MAMAMA (Reuters) - Bahrain’s King Hamad dismissed the country’s opposition movement as disunited and said the threat of Iran had compelled him to call in foreign troops to crush last year’s uprising.
“In a sense there is no ‘opposition’ in Bahrain, as the phrase implies one unified block with the same views,” the king said extracts from an interview with Der Spiegel.
“Such a phrase is not in our constitution, unlike say the United Kingdom. We only have people with different views and that’s okay,” he said in the article to be published on Monday.
Bahrainis took to the streets last February, inspired by Arab world uprisings, and the government imposed martial law, stamping out the unrest with the help of Saudi troops in March.
Demonstrations began again after the emergency law was lifted in June and are escalating before the anniversary of the 2011 protests.
Mainly Shi‘ite opposition parties are demanding Bahrain’s elected parliament to have the power to form governments. Shi‘ites complain of political and economic marginalization by an entrenched elite who do not want to share power. The government denies this and says it is open to reforms.
The United States and Saudi Arabia see Bahrain, host to the U.S. Fifth Fleet, as a key ally in their conflict with Iran over its nuclear energy program and extended regional influence.
Washington says the government should enter a new dialogue with the opposition. Assistant U.S. Secretary of State Michael Posner visited Manama last week and said the country must do more to heal the rifts left by the unrest.
Activists are ramping up protests with official opposition party marches, rallies licensed by the government and unofficial marches led by activists and rights figures in Manama.
Youths from the majority Shi‘ite community clash nightly with police in villages.
The king said the protesters’ refrain “Down with Hamad,” sounded by trumpets and car horns and chanted at rallies, was simply a case of bad manners and no reason to imprison people.
But he said chants in favor of Iran’s Supreme Ruler Ali Khamenei were a concern, echoing the government’s charge that Iran helped foment the uprising which, it says, had Shi‘ite sectarian motives. Pro-Khamenei chants have not been heard at opposition rallies.
“It’s just a case of manners. But when they shout ‘Down with the king and up with Khamenei’ that’s a problem for national unity,” he said.
Some Shi‘ites in Bahrain look to Khamenei as their spiritual guide, while analysts say more have Iraqi cleric Ali al-Sistani as their “source of emulation.” Government supporters often accuse the leading Shi‘ite opposition party Wefaq of links to Khamenei, charges the group strongly denies.

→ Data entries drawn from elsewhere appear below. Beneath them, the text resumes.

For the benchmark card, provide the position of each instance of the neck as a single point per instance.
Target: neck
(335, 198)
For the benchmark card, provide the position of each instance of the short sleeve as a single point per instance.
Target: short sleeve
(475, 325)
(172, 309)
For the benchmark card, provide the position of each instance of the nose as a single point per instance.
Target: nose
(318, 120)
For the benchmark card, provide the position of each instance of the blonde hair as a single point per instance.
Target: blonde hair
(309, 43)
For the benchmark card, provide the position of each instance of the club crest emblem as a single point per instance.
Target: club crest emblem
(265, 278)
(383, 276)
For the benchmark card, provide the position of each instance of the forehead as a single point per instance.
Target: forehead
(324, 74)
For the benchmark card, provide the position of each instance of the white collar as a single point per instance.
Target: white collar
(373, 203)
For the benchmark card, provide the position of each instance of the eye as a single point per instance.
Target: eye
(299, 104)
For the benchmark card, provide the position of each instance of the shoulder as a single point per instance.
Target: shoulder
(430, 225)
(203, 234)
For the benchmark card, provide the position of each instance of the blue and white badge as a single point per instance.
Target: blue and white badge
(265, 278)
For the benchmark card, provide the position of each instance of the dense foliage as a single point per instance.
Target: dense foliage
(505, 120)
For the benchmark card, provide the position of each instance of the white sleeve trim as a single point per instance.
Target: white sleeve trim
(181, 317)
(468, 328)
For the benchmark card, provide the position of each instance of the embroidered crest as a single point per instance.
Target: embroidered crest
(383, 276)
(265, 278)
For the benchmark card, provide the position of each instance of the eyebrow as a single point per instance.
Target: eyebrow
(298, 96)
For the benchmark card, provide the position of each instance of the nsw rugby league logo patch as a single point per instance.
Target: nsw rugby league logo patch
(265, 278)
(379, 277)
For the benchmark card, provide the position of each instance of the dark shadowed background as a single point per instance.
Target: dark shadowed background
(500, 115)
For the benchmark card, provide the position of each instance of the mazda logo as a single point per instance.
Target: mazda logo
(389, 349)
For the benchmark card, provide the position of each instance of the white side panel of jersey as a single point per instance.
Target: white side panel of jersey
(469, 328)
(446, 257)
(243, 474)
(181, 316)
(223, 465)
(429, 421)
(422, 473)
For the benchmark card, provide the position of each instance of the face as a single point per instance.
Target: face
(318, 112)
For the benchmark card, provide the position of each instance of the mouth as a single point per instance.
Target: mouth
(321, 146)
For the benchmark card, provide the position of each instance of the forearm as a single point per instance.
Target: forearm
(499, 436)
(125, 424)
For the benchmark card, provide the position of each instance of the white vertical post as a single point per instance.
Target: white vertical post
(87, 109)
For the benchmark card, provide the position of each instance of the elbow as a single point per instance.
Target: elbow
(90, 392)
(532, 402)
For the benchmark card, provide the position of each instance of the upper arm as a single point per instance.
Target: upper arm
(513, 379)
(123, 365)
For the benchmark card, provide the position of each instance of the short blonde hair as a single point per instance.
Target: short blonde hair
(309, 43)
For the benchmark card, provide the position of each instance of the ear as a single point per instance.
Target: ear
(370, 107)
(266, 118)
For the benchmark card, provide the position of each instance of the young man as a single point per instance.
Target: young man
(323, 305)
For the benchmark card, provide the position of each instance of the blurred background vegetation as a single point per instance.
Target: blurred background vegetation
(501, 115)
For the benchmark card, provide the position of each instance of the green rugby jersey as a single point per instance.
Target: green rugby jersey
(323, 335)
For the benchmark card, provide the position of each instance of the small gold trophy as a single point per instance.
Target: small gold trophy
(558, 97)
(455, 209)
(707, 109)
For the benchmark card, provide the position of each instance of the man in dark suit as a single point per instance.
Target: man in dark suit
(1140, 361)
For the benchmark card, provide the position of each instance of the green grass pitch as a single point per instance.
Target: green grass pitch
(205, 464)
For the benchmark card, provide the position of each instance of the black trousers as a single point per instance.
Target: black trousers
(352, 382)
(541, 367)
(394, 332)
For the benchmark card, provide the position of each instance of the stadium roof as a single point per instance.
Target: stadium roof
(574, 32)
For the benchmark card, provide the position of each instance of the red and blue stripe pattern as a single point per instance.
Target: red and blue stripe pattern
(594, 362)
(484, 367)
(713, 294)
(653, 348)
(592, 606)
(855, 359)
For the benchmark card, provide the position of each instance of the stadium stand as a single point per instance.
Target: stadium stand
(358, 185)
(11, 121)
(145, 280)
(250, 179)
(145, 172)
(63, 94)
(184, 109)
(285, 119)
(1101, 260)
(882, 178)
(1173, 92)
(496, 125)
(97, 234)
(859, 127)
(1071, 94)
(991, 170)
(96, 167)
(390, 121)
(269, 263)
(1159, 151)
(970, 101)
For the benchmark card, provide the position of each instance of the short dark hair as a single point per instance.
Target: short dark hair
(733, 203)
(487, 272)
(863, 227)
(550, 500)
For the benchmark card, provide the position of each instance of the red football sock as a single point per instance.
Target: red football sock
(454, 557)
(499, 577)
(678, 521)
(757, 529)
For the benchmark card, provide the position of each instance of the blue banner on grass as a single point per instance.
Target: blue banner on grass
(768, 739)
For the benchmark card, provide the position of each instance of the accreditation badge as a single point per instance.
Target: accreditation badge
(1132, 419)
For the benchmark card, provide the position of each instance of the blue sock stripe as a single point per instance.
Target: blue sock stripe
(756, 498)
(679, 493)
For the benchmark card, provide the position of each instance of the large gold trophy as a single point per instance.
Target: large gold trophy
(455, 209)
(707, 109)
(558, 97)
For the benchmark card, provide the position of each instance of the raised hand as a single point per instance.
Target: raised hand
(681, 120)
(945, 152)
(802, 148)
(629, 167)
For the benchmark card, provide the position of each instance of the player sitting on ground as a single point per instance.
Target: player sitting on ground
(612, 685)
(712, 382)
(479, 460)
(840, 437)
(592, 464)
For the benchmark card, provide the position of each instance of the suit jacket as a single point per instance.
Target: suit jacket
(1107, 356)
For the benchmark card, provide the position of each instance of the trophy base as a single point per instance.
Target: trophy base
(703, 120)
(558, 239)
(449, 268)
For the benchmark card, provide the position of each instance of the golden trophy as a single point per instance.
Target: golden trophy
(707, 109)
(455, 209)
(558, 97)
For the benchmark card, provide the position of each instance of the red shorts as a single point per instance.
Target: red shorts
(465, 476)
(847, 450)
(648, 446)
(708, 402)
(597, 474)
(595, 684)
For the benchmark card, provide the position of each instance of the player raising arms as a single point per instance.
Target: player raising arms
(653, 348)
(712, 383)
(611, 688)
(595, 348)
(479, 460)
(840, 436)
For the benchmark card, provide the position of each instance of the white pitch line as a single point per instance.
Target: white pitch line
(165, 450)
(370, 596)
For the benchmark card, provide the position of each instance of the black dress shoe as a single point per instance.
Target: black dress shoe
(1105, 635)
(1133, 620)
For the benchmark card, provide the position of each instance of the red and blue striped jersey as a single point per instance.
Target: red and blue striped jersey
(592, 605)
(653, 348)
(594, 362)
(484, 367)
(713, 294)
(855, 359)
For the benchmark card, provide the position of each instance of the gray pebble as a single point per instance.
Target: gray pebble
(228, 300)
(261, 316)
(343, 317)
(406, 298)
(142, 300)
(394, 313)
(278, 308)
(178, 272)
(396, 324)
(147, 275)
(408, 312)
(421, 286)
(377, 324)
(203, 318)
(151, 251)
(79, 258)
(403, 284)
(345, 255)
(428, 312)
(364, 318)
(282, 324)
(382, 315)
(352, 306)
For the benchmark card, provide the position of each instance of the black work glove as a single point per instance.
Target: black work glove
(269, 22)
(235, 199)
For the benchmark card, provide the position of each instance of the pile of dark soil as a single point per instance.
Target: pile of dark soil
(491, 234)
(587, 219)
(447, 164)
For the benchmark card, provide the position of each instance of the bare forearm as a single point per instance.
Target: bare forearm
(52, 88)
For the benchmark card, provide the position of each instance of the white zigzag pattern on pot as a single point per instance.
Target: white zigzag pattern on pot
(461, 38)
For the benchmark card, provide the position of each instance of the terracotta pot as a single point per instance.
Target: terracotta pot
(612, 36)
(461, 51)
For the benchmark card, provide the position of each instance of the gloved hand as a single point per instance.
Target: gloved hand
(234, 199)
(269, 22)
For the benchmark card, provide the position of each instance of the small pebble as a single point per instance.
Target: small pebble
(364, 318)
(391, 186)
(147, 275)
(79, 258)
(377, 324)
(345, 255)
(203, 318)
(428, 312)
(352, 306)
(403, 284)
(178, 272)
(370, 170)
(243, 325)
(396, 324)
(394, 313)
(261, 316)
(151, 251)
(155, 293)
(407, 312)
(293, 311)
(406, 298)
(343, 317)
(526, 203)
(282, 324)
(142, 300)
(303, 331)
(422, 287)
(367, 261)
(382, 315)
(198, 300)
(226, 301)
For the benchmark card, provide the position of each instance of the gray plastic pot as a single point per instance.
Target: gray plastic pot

One man said police had briefly detained his 13-year-old son last week for sounding anti-Hamad slogans with a trumpet at an opposition rally.
The king, whose Al Khalifa family dominates government, said he brought in emergency law to protect women and expatriates, some of whom were attacked.
“Also our women were very scared and it is the duty of a gentleman to protect women, so I had to protect them,” he said.
Thirty-five people died by the time martial law ended, including protesters, police, Shi‘ite detainees and foreigners.
Influential Shi‘ite cleric Sheikh Isa Qassim accused police last month of attacking women, calling on protesters to respond to any violations of women’s honor.
The king told Der Spiegel he had called in Gulf Cooperation Council military help, mainly in the form of Saudi troops, to protect Bahrain’s “strategic installations...in case Iran would be more aggressive.”
Following the unrest, the government instituted reforms giving the elected chamber more powers of scrutiny over ministers and budgets.